Answered by Stephen Moore
Making the Most of Smaller Pension Pots
Pension drawdown makes a lot of sense for those nearing retirement with smaller pension pots. This is because, at its core, it presents an alternative to buying an annuity which allows your pension pot, whatever size it might be, to remain invested in the markets and to continue to grow in the tax-efficient environment of your chosen pension wrapper.
This makes good sense right now as annuity rates have never been lower than they are today. This means that annuity purchase – once the standard default for UK retirees – has now become a prohibitively expensive way to provide an income in retirement.
Probably the best that can be said about the annuity option is that it appeals to those who can’t bear any risk during the course of their retirement and consequently feel that the guarantee that comes with an annuity makes it worth the expense.
Flexi-access drawdown: good things for small packages
The great benefit of moving your pension savings into income drawdown is that it gives your pension pot the chance to stay invested and to continue to grow in the tax-efficient environment of a pension.
And, by making use of pension carry forward, you can utilise any unused allowances you may have from the previous three years to contribute large lump sums.
This could make cashing in your ISAs to feed your pension when you near retirement an attractive option – especially as the enhanced flexibility that’s the hallmark of the new flex-access regime means you have virtual carte blanche when it comes to accessing this money any time after the age of 55.
Once you’ve started to take – or ‘draw down’ – your benefits you can still save up to £4,000 a year into your pension. This is known as the ‘money purchase annual allowance‘. Thanks to the flexibility that drawdown offers to take both lump sums and income as and when it’s needed (subject to the tax rules) it also offers great potential to help reduce your total tax bill in retirement which is another important consideration for those with smaller pension pots.
Importantly, income drawdown doesn’t mean that your pension becomes ‘railroaded’. You can still come out of drawdown at any time in the future and use your remaining pot to purchase an annuity. This could represent good value if annuity rates improve in the medium term or if your health deteriorates.
Income drawdown: freedoms worth paying for
With pension drawdown it’s important to shop around so you can find the best income drawdown product for you.
Personal, stakeholder and self-invested personal pensions (SIPPs) can all be utilised for new flexi-access drawdown but charges and fees vary widely across the market. This means you’ll need a good idea of how you’re likely to make use of any drawdown facility in order to get an idea of how much it’s likely to cost.
In general, however, the majority of charges and fees don’t start to accrue until you begin to draw your benefits – whether you decide to take them as a series of tax-efficient lump sums or as a taxable income. In the meantime, your savings can continue to grow in the most tax-efficient arrangement ever made available to UK savers.
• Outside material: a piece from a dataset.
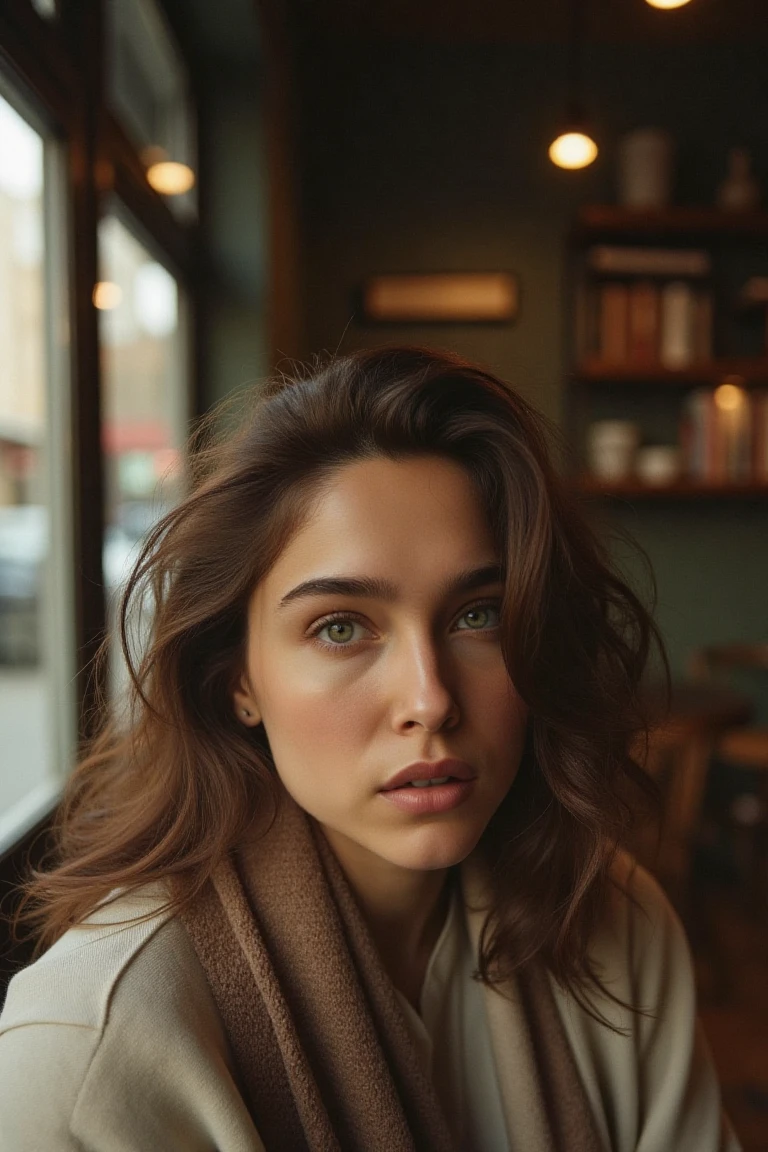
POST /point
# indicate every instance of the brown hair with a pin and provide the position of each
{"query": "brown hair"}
(183, 783)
Your pension adviser will be able to help find the best drawdown wrapper for your individual needs. It may be that one of your existing pension policies can be used for drawdown – which will save significant expense – while providing a ready-made home for other pension assets that you might want to transfer in.
Creating one portfolio from your various different pension contracts will save on administration while one large pot is likely to generate a higher level of income than several smaller ones.
Taking it on the chin: the risk of flexi-access drawdown
It’s worth remembering that choosing to opt for income drawdown instead of buying an annuity or receiving a guaranteed pension from a final salary scheme means that the investment risk is transferred from the annuity company or the pension scheme in question, to you. This means that if your pension pot performs poorly or if you take too much out, it’s nobody’s problem but yours.
The picture is not so clear for those with smaller final salary scheme pension pots. Unless you have a range of other pension savings and assets, a pressing health issue or a major expense that you need to meet, in most cases it will usually make better sense to keep these savings where they are.
Again, your financial adviser will be best placed to help you arrive at a decision here – which is why you’re now obliged (by law) to seek professional advice on any potential final salary transfer over £30,000 in value.
The main exception to this rule relates to ‘small pots’ and what are called ‘trivial commutations’ or ‘trivial lump sums’. A ‘small pot’ is any fund of up to £10,000. Up to three non-occupational pensions can now be cashed-in in this way while a ‘trivial commutation’ can be used for any pension pot of up to £30,000.
You can make a trivial commutation if you’re over 55 (or earlier if you’re in poor health) and the value of all your pension benefits (except the State Pension) combined don’t exceed £30,000 in total.